Gougères

Gougères

By
From
Kitchin Suppers
Makes
25
Photographer
Laura Edwards

When we have friends over I often serve these with pre-dinner drinks, along with cheese straws. I like to use a local Cheddar – we are fortunate to have several to choose from.

Ingredients

Quantity Ingredient
250ml water
15g sea salt
125g unsalted butter
250g plain flour
6 free-range medium eggs, beaten
4 tablespoons full-flavoured cheddar, grated
flaky sea salt
cracked black pepper

Method

  1. Heat the oven to 200°C. Bring the water to the boil in a saucepan. Add the salt and butter and continue to heat until the butter melts and the liquid comes to the boil. Immediately tip in the flour and mix quickly with a wooden spoon until the paste thickens and leaves the sides of the pan.
  2. Remove from the heat and let cool a little for about 5 minutes. Now gradually beat in the eggs and incorporate the cheese.
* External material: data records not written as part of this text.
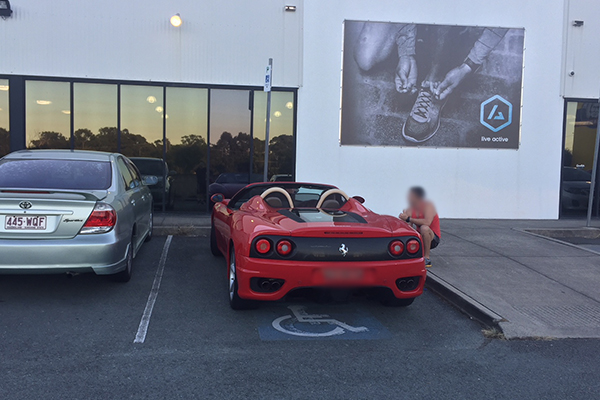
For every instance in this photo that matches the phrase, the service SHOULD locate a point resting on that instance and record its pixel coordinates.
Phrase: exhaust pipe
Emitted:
(265, 285)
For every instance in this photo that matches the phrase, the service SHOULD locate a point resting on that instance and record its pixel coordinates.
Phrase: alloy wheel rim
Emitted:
(231, 275)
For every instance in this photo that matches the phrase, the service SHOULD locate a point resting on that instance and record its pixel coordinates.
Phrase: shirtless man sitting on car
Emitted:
(423, 215)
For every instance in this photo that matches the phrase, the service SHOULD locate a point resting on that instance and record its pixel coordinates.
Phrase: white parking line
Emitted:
(140, 337)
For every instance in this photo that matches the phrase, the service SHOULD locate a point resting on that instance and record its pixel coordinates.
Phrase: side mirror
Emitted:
(217, 198)
(361, 200)
(150, 180)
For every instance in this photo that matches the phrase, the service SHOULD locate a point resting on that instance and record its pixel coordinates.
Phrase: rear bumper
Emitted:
(310, 274)
(103, 254)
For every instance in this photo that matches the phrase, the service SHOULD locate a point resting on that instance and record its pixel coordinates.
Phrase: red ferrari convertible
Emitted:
(281, 236)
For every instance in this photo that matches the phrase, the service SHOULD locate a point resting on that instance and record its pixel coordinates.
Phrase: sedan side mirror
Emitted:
(150, 180)
(217, 198)
(361, 200)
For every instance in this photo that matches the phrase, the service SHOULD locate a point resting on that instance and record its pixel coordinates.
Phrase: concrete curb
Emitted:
(529, 232)
(463, 302)
(193, 231)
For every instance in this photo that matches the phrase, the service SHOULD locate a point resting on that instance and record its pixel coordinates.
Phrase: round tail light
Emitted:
(413, 246)
(263, 246)
(284, 247)
(396, 248)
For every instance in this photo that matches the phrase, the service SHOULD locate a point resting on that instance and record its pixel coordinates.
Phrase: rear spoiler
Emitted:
(92, 195)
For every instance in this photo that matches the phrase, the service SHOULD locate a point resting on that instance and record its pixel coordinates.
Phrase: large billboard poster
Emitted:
(431, 85)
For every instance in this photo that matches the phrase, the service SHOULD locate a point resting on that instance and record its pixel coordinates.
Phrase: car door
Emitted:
(142, 201)
(130, 197)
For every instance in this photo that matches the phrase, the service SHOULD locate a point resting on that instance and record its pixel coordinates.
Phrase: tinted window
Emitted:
(126, 173)
(149, 167)
(575, 174)
(134, 173)
(55, 174)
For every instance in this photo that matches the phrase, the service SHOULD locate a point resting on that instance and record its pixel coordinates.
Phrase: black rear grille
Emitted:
(336, 249)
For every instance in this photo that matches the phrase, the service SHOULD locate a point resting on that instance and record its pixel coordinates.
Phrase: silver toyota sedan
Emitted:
(67, 211)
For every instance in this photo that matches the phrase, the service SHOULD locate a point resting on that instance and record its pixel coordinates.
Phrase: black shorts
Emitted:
(435, 242)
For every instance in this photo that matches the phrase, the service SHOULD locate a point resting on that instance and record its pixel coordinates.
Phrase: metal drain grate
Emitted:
(574, 316)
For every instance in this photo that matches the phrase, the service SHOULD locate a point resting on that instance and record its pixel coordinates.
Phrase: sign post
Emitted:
(267, 88)
(594, 169)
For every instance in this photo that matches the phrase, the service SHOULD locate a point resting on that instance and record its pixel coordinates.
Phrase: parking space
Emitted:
(74, 338)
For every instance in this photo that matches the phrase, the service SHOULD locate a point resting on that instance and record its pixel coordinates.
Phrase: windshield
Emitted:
(303, 195)
(576, 174)
(237, 178)
(328, 216)
(55, 174)
(149, 167)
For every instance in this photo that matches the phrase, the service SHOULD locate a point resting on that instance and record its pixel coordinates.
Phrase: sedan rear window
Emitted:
(55, 174)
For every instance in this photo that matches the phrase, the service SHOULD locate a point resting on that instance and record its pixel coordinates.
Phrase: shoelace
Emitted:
(423, 103)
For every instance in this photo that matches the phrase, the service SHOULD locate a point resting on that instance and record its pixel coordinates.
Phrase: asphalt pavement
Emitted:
(73, 338)
(535, 286)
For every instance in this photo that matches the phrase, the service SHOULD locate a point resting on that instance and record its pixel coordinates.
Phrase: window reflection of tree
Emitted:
(229, 154)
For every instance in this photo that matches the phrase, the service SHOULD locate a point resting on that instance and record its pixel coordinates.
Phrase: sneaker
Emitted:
(424, 119)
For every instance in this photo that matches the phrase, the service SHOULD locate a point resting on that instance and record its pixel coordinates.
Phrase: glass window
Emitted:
(55, 174)
(47, 113)
(187, 145)
(4, 119)
(578, 158)
(95, 117)
(281, 135)
(229, 132)
(142, 121)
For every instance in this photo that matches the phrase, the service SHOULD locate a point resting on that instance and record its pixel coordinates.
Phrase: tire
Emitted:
(150, 226)
(214, 249)
(125, 275)
(235, 301)
(388, 299)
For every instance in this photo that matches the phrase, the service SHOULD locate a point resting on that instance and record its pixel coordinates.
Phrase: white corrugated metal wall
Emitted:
(220, 42)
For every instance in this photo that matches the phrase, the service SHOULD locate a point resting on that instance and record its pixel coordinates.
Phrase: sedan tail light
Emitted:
(263, 246)
(413, 246)
(396, 248)
(284, 247)
(102, 219)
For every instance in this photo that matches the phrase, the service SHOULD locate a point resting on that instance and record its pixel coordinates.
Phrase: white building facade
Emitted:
(121, 77)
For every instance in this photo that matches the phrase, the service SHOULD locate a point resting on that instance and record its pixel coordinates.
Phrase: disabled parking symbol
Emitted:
(298, 324)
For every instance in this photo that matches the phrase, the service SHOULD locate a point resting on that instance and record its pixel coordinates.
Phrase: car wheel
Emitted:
(235, 301)
(388, 299)
(125, 275)
(214, 249)
(150, 226)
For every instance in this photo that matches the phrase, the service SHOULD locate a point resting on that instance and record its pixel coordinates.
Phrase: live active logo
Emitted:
(495, 114)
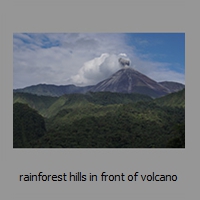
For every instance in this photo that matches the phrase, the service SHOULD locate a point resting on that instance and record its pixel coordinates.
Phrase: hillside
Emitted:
(28, 126)
(53, 90)
(100, 120)
(176, 99)
(50, 106)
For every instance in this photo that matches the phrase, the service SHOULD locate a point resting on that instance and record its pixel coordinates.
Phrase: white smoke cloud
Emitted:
(97, 69)
(78, 58)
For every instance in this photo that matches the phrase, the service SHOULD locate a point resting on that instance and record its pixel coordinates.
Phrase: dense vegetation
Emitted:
(101, 120)
(28, 126)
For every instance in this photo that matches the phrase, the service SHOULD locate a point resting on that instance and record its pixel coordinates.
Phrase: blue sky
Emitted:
(87, 58)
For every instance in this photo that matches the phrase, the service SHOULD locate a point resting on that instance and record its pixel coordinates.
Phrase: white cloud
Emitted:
(78, 58)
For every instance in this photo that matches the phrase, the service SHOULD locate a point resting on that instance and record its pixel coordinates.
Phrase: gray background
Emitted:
(99, 16)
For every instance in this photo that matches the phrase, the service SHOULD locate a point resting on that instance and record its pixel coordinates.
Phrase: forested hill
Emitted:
(100, 120)
(48, 106)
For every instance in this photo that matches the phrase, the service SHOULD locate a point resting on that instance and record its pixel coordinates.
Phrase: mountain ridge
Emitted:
(125, 80)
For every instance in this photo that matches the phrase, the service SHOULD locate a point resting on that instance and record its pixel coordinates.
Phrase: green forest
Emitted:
(99, 120)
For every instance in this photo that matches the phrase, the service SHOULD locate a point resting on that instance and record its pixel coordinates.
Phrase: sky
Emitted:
(88, 58)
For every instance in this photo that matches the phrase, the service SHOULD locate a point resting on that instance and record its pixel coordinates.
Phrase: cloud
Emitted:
(77, 58)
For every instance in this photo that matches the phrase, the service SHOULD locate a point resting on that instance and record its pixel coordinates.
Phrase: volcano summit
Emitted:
(128, 80)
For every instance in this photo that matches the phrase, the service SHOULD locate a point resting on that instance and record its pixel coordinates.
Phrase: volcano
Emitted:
(129, 80)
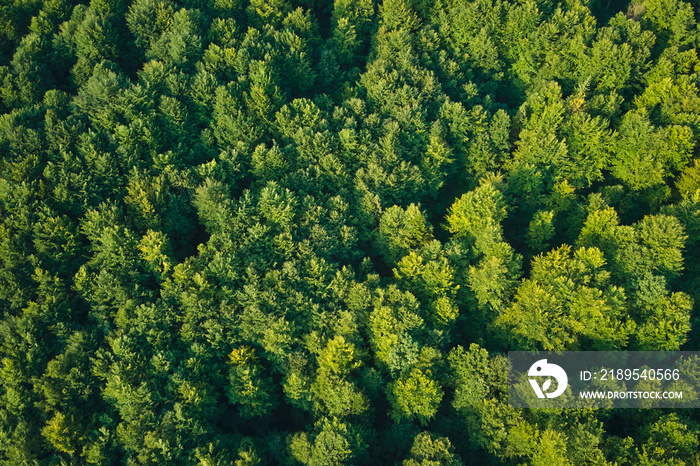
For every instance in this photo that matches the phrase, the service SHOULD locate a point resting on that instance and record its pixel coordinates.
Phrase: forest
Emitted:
(307, 232)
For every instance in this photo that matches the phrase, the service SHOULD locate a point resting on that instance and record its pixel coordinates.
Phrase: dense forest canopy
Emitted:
(307, 232)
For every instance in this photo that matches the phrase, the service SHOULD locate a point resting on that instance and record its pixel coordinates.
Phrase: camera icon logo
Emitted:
(542, 368)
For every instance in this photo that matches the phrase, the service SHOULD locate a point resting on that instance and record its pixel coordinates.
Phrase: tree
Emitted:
(415, 396)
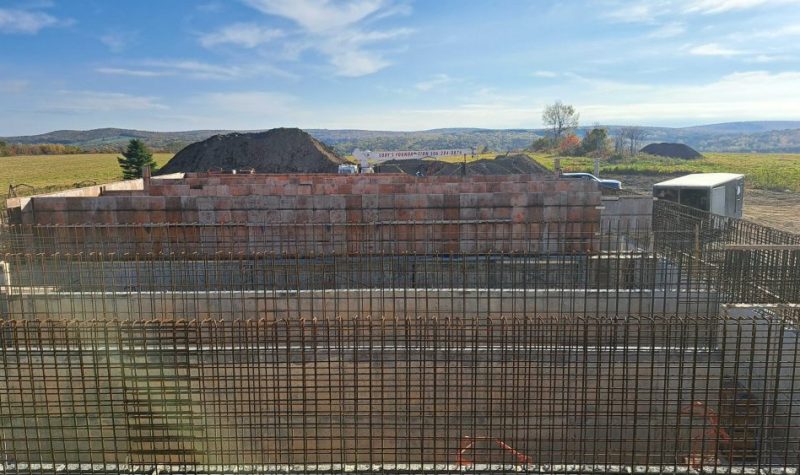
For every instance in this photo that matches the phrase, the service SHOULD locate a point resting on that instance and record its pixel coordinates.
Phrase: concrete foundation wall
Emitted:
(359, 214)
(766, 383)
(388, 303)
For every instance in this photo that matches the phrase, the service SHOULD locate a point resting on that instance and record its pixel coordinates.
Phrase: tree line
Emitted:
(7, 150)
(562, 120)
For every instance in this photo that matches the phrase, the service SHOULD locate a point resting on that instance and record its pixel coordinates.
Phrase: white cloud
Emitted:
(714, 49)
(668, 31)
(249, 102)
(320, 16)
(13, 86)
(436, 81)
(144, 73)
(118, 41)
(94, 101)
(22, 21)
(192, 69)
(336, 29)
(655, 10)
(248, 35)
(721, 6)
(752, 95)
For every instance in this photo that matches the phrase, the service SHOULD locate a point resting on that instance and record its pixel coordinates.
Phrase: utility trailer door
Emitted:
(718, 198)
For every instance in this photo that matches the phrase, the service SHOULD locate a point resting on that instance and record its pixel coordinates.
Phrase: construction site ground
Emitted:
(777, 209)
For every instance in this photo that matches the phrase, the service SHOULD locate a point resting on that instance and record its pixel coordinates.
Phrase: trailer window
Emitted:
(695, 198)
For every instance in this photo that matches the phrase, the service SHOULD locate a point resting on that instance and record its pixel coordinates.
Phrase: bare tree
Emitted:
(634, 135)
(559, 118)
(619, 144)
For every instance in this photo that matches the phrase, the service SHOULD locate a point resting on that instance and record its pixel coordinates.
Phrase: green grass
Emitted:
(58, 172)
(770, 171)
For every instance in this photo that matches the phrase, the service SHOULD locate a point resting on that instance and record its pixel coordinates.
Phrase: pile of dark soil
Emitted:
(502, 165)
(273, 151)
(672, 150)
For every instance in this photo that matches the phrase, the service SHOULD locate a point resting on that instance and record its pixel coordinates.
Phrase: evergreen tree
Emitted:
(134, 159)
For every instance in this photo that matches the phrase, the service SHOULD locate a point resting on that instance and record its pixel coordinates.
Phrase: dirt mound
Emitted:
(273, 151)
(502, 165)
(672, 150)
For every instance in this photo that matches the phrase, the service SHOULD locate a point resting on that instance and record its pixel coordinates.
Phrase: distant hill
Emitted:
(751, 136)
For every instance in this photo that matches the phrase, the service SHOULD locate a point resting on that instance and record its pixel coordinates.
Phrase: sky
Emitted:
(393, 64)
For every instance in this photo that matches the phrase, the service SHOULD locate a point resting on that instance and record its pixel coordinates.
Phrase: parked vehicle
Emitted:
(604, 183)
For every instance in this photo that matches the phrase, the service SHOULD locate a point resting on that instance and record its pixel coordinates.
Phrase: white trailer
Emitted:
(718, 193)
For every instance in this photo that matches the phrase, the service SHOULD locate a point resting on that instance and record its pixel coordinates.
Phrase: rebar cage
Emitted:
(417, 347)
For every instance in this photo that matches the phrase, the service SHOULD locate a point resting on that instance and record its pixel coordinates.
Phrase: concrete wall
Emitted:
(388, 303)
(761, 355)
(251, 213)
(629, 213)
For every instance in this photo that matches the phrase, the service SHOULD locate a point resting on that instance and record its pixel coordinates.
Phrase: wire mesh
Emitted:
(406, 347)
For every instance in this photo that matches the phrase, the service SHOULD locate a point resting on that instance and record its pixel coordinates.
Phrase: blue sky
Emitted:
(393, 64)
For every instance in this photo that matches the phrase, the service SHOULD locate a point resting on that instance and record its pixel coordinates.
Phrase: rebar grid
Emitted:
(629, 391)
(470, 345)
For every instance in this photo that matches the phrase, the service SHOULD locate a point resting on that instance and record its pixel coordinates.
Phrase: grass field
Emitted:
(766, 171)
(57, 172)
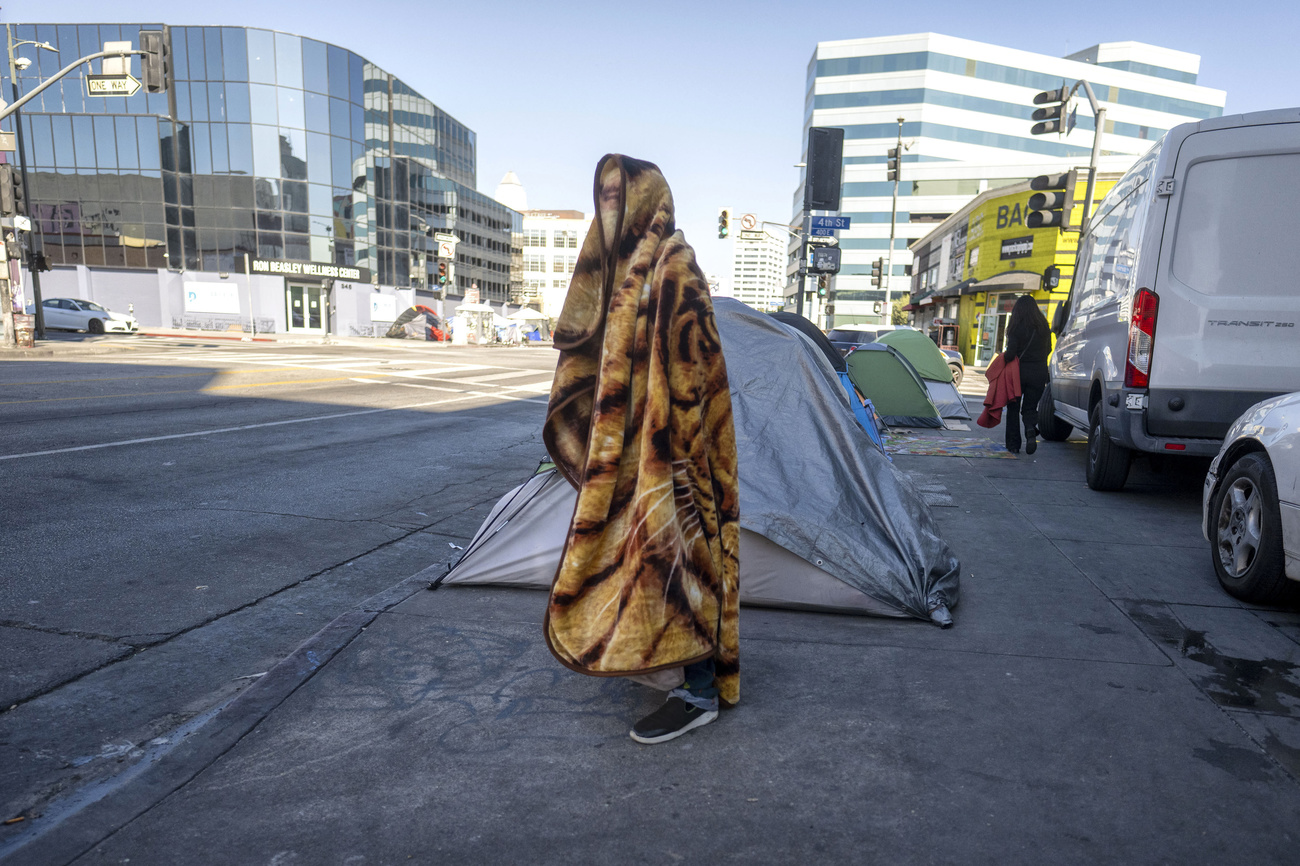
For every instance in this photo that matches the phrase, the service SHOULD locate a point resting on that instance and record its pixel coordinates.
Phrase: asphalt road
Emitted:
(178, 516)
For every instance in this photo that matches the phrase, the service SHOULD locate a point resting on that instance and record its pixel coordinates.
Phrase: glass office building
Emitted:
(963, 111)
(272, 154)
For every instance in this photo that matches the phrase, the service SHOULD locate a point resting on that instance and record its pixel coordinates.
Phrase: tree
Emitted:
(897, 316)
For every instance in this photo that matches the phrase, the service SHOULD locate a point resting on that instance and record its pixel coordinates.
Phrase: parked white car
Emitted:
(1251, 505)
(73, 314)
(1197, 237)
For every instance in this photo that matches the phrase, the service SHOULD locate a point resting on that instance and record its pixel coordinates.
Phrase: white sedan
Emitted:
(73, 314)
(1251, 505)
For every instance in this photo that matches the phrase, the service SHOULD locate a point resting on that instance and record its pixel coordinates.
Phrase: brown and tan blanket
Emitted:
(640, 423)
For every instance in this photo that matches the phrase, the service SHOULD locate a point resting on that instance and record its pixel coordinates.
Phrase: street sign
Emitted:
(831, 223)
(111, 85)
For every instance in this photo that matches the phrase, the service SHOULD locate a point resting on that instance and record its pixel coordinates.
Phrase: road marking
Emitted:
(514, 373)
(115, 379)
(291, 381)
(264, 424)
(193, 390)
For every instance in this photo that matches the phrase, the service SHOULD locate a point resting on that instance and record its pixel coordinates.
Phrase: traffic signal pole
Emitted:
(1100, 124)
(893, 224)
(34, 237)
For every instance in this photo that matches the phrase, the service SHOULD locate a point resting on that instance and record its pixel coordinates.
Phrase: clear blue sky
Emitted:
(711, 91)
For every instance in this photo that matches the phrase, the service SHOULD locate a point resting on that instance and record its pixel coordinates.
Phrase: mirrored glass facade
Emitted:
(269, 146)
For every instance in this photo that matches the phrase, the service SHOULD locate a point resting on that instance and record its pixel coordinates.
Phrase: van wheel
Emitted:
(1247, 532)
(1052, 428)
(1108, 463)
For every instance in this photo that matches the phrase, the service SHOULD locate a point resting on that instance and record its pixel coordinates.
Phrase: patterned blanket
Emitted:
(640, 423)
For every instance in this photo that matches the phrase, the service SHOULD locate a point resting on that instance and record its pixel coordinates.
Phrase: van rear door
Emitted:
(1227, 332)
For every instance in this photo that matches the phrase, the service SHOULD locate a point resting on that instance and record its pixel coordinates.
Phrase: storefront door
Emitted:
(992, 328)
(306, 308)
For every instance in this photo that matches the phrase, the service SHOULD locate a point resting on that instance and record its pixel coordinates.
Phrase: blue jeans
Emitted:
(698, 689)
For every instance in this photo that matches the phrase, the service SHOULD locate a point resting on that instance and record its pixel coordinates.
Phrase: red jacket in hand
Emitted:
(1004, 385)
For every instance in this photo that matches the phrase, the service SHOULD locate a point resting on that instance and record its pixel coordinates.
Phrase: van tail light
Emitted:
(1142, 338)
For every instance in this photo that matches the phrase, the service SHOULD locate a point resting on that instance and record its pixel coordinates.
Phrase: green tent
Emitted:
(921, 351)
(891, 382)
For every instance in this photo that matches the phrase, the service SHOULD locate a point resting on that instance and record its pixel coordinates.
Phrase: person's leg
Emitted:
(690, 705)
(1012, 421)
(1030, 414)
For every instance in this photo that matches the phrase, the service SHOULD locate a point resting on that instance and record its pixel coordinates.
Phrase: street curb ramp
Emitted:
(78, 834)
The mixture should be smooth and thick enough to pipe.
  3. Line a baking tray with baking parchment. Put the choux pastry into a piping fitted with a 1 cm plain nozzle and pipe small balls onto the tray, spacing them slightly apart. Bake for 20 minutes until dry and crisp on the outside but still soft inside.
  4. Serve the little gougères warm from the oven, sprinkled with flaky sea salt and cracked pepper.